Map of global average temperature change: NASA Visualization Studio

I don’t often sweat the big picture. I’m more focused on the small and nearby. But some nights I don’t sleep well and then night thoughts connect the dots for me and I hear the voice of Afrofuturist poet and jazzman Sun Ra say it in his outside voice: “This Planet is Doomed.” All I can say is “Hope not.”

Open Winter

All night the wind worked its way,
transforming snow into snowmelt,
showing here a patch of muddy soil
and there a broken limb of pine.

The tracks that deer left in the yard
grow wide as if Sasquatch roamed
here. Ice fell from eaves, unremarked,
as icebergs calve off from Greenland.

I would say winter gives way, had it
ever really taken hold.
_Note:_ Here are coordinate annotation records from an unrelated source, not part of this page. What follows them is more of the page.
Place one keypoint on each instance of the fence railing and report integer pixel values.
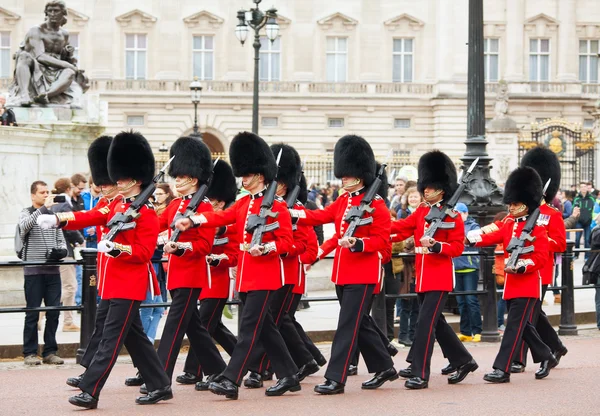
(488, 294)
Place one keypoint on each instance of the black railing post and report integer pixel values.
(490, 304)
(89, 293)
(378, 311)
(567, 307)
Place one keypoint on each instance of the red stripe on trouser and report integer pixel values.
(187, 303)
(522, 350)
(253, 337)
(354, 336)
(507, 369)
(116, 350)
(208, 329)
(429, 335)
(281, 310)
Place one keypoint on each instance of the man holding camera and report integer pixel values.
(41, 282)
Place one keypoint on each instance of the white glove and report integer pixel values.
(474, 236)
(46, 221)
(106, 246)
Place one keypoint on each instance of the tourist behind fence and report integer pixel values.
(68, 276)
(585, 201)
(41, 282)
(466, 274)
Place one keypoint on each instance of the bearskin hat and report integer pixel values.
(98, 160)
(384, 186)
(192, 158)
(437, 171)
(249, 154)
(303, 194)
(222, 186)
(546, 164)
(523, 185)
(289, 165)
(353, 157)
(130, 156)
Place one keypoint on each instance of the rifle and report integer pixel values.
(290, 201)
(257, 224)
(123, 221)
(436, 216)
(516, 246)
(192, 206)
(355, 214)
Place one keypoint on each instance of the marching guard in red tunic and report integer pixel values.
(356, 268)
(290, 169)
(435, 273)
(127, 272)
(259, 271)
(546, 164)
(522, 283)
(224, 256)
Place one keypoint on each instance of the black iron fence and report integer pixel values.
(489, 295)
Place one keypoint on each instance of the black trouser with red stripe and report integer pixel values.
(258, 323)
(354, 331)
(518, 328)
(123, 326)
(544, 328)
(384, 339)
(280, 307)
(184, 318)
(211, 310)
(432, 325)
(310, 346)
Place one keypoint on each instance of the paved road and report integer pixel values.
(570, 389)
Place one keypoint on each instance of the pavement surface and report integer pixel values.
(569, 390)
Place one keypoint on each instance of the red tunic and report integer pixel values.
(128, 275)
(528, 284)
(355, 267)
(190, 269)
(261, 272)
(435, 271)
(220, 273)
(308, 257)
(551, 219)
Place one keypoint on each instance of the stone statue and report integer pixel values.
(501, 106)
(46, 71)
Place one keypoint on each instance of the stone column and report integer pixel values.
(567, 42)
(514, 48)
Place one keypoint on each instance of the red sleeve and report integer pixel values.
(455, 244)
(379, 230)
(404, 228)
(283, 235)
(217, 219)
(202, 244)
(320, 216)
(557, 233)
(231, 249)
(312, 248)
(146, 233)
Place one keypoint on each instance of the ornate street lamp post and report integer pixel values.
(196, 93)
(256, 19)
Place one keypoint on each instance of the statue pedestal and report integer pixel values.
(50, 142)
(503, 134)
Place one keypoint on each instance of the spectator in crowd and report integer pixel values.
(399, 188)
(62, 187)
(585, 201)
(79, 185)
(41, 282)
(7, 116)
(466, 275)
(499, 272)
(408, 308)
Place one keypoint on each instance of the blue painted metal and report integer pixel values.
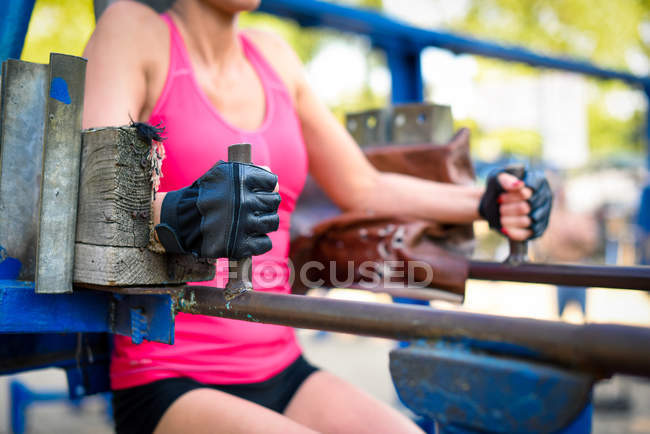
(14, 20)
(406, 75)
(24, 311)
(148, 317)
(384, 31)
(465, 390)
(21, 397)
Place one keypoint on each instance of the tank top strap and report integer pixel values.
(179, 62)
(264, 70)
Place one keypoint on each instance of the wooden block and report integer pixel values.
(113, 222)
(133, 266)
(115, 190)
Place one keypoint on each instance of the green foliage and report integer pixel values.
(600, 31)
(609, 135)
(604, 32)
(305, 42)
(489, 145)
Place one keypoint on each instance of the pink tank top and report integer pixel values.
(207, 349)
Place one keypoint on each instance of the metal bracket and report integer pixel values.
(40, 145)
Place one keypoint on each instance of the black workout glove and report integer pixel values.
(226, 213)
(540, 202)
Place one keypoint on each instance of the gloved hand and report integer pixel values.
(227, 212)
(540, 201)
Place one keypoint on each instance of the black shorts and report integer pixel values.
(139, 409)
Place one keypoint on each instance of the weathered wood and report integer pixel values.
(115, 189)
(129, 266)
(113, 246)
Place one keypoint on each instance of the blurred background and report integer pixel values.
(588, 134)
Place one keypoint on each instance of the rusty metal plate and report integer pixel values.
(421, 123)
(368, 127)
(60, 181)
(22, 113)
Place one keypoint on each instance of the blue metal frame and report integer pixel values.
(390, 34)
(15, 20)
(46, 321)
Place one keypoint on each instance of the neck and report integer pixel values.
(209, 33)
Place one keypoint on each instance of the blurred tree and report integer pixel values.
(614, 34)
(60, 26)
(606, 32)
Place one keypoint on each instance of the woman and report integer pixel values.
(211, 85)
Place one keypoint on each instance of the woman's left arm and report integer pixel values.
(344, 173)
(347, 177)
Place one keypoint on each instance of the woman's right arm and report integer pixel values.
(118, 64)
(124, 53)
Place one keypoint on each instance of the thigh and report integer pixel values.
(329, 404)
(212, 411)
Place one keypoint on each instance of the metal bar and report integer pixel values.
(560, 274)
(383, 31)
(22, 115)
(406, 75)
(603, 348)
(239, 270)
(60, 180)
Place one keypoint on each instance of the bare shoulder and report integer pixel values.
(280, 55)
(129, 28)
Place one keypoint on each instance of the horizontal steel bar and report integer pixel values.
(562, 274)
(385, 31)
(601, 348)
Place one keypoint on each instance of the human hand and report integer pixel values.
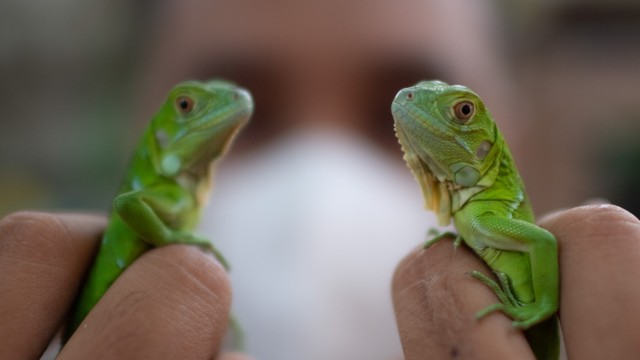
(173, 302)
(435, 299)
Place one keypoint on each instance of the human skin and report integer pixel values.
(172, 303)
(435, 299)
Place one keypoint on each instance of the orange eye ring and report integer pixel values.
(463, 111)
(185, 104)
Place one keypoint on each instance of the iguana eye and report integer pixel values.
(185, 104)
(463, 111)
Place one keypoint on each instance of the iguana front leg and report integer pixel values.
(152, 212)
(512, 235)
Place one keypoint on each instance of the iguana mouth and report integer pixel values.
(435, 189)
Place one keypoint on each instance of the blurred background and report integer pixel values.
(79, 80)
(69, 69)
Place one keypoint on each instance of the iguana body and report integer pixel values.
(167, 182)
(467, 174)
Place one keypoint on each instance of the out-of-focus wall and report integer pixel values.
(65, 69)
(578, 64)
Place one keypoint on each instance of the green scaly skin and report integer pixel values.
(466, 172)
(167, 183)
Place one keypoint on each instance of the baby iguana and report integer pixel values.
(466, 172)
(167, 183)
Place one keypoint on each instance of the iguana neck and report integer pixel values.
(446, 197)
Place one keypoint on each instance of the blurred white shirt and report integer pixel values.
(313, 227)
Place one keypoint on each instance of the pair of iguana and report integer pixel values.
(450, 142)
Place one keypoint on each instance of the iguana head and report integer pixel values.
(450, 142)
(197, 123)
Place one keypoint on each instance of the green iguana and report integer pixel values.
(167, 183)
(466, 172)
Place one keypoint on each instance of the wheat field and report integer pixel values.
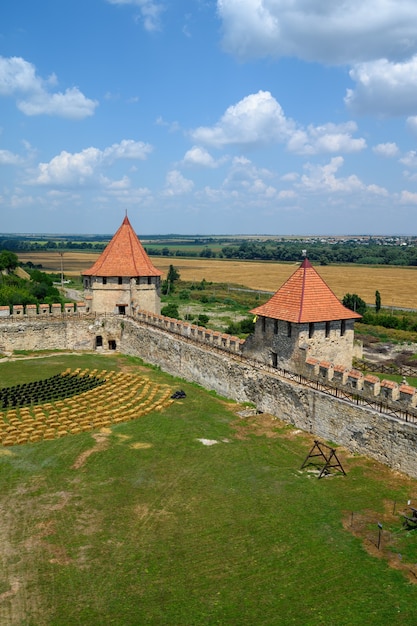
(397, 285)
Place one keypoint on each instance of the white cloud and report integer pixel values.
(176, 184)
(9, 158)
(149, 11)
(327, 138)
(84, 168)
(412, 124)
(128, 149)
(258, 119)
(386, 149)
(333, 32)
(410, 159)
(18, 79)
(200, 157)
(407, 197)
(384, 88)
(322, 178)
(244, 177)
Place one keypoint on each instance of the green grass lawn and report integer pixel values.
(154, 527)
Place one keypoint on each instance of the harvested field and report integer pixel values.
(397, 285)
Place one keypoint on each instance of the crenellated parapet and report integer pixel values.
(43, 310)
(365, 385)
(191, 331)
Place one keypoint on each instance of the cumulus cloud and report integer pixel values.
(9, 158)
(245, 177)
(200, 157)
(150, 12)
(176, 184)
(386, 149)
(322, 178)
(407, 197)
(384, 87)
(18, 79)
(412, 124)
(85, 167)
(327, 138)
(258, 120)
(410, 159)
(336, 32)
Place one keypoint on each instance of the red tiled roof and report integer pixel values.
(123, 256)
(305, 297)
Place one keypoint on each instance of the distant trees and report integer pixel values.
(172, 276)
(353, 302)
(8, 260)
(377, 301)
(14, 290)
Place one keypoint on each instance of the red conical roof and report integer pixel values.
(123, 256)
(305, 297)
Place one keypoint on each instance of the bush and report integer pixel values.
(170, 310)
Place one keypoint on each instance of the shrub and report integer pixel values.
(170, 310)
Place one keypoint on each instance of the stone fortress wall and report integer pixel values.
(369, 417)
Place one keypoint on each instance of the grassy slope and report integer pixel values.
(182, 533)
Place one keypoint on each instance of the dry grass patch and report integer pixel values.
(123, 397)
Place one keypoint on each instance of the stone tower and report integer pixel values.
(123, 279)
(303, 318)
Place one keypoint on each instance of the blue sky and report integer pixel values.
(208, 117)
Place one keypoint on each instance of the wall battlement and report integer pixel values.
(353, 381)
(378, 426)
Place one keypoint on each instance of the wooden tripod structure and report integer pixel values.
(328, 455)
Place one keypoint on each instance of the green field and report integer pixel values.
(144, 523)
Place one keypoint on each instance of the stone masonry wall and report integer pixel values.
(360, 429)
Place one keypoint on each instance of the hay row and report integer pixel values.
(122, 398)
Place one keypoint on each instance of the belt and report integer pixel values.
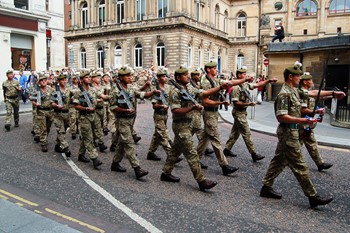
(211, 109)
(12, 97)
(84, 112)
(182, 120)
(289, 125)
(61, 111)
(44, 108)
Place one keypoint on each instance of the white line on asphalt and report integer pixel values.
(141, 221)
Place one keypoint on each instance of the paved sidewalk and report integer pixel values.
(266, 122)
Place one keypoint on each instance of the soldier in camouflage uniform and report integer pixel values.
(87, 120)
(160, 117)
(308, 136)
(288, 151)
(99, 89)
(240, 99)
(44, 116)
(11, 90)
(123, 106)
(61, 113)
(181, 108)
(210, 117)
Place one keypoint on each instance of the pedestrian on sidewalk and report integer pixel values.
(288, 152)
(11, 88)
(241, 101)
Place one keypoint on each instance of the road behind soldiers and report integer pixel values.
(233, 205)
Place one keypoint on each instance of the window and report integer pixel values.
(83, 58)
(189, 58)
(199, 56)
(138, 56)
(120, 11)
(306, 8)
(21, 4)
(161, 54)
(118, 56)
(242, 23)
(100, 57)
(339, 6)
(101, 13)
(240, 61)
(140, 9)
(162, 8)
(84, 16)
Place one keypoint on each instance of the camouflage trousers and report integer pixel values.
(61, 122)
(211, 134)
(44, 119)
(311, 146)
(12, 108)
(73, 114)
(86, 127)
(160, 135)
(240, 127)
(183, 143)
(98, 133)
(288, 153)
(125, 142)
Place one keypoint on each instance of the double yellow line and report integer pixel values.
(6, 195)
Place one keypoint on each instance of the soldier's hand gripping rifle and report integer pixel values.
(162, 95)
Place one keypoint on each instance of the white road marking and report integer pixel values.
(141, 221)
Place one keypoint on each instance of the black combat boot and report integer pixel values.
(96, 163)
(229, 153)
(226, 170)
(153, 156)
(140, 172)
(206, 184)
(102, 147)
(268, 192)
(169, 178)
(115, 167)
(7, 127)
(317, 200)
(257, 157)
(83, 158)
(324, 166)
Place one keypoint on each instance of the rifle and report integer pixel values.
(163, 95)
(184, 93)
(86, 95)
(212, 84)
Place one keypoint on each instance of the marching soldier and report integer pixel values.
(308, 136)
(61, 106)
(241, 100)
(44, 116)
(85, 100)
(123, 102)
(11, 90)
(288, 152)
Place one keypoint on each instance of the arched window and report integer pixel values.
(306, 8)
(99, 57)
(240, 61)
(189, 56)
(83, 58)
(161, 54)
(339, 6)
(84, 16)
(138, 56)
(101, 13)
(120, 11)
(162, 8)
(118, 57)
(241, 25)
(140, 9)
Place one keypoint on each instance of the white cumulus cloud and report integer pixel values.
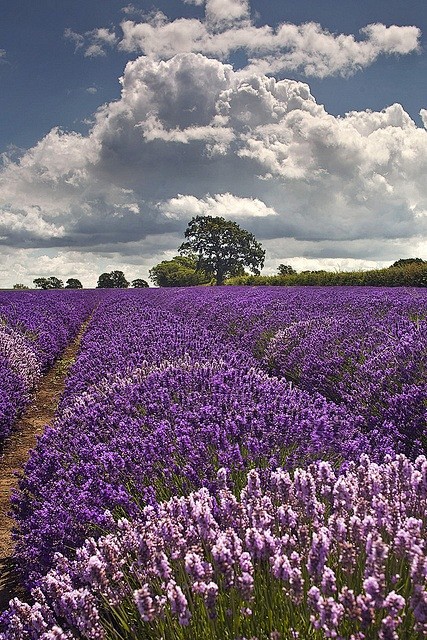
(190, 136)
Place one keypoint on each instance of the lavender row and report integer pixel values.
(308, 554)
(364, 349)
(154, 405)
(34, 329)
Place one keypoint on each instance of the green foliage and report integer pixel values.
(112, 280)
(410, 275)
(138, 283)
(223, 249)
(73, 283)
(286, 270)
(48, 283)
(404, 262)
(181, 271)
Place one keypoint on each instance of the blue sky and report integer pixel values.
(95, 179)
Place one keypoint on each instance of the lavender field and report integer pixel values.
(226, 463)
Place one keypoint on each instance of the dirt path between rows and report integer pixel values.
(15, 454)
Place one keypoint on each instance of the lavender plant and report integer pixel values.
(34, 329)
(307, 554)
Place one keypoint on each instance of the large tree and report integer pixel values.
(222, 248)
(73, 283)
(139, 283)
(112, 280)
(286, 270)
(48, 283)
(178, 272)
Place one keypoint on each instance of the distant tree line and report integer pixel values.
(218, 251)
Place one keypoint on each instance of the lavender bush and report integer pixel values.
(34, 329)
(171, 386)
(150, 427)
(308, 554)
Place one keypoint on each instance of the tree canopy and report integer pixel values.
(222, 248)
(48, 283)
(112, 280)
(178, 272)
(73, 283)
(286, 270)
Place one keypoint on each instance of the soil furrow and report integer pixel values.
(15, 453)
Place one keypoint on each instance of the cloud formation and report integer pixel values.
(191, 136)
(307, 48)
(94, 43)
(227, 27)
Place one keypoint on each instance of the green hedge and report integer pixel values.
(413, 275)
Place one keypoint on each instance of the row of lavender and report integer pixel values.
(34, 329)
(168, 389)
(363, 349)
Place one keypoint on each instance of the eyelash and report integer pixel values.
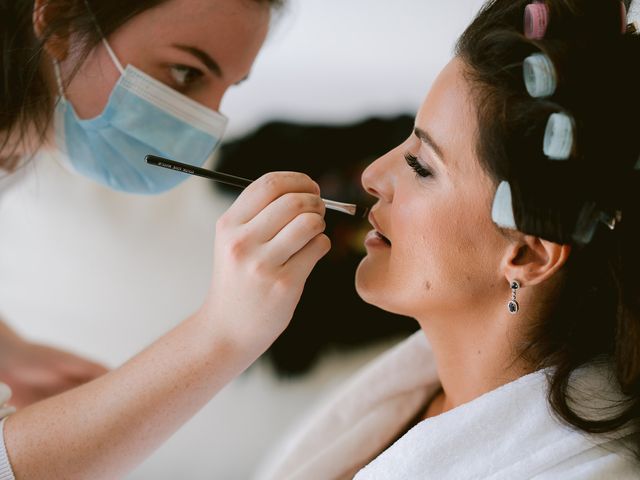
(191, 75)
(416, 166)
I worry when
the weather goes strange, when the
wind chime bells all through the night.

And they say I’m right to worry, not just
for this winter in this place, but for all 
the winters in all the world. Our powers
might grow Biblical, but we are no angels.

The West and the North burn each year;
in the South what doesn’t drown flies off
on the wind. Some say pay no mind–it’s 
natural, or it’s Jesus, or just in your head.

Assholes. I feel an awful future coming,
like an asteroid that dogs Earth’s orbit. 
It’s more a matter of we know not when,
and but a slim chance that we know not if.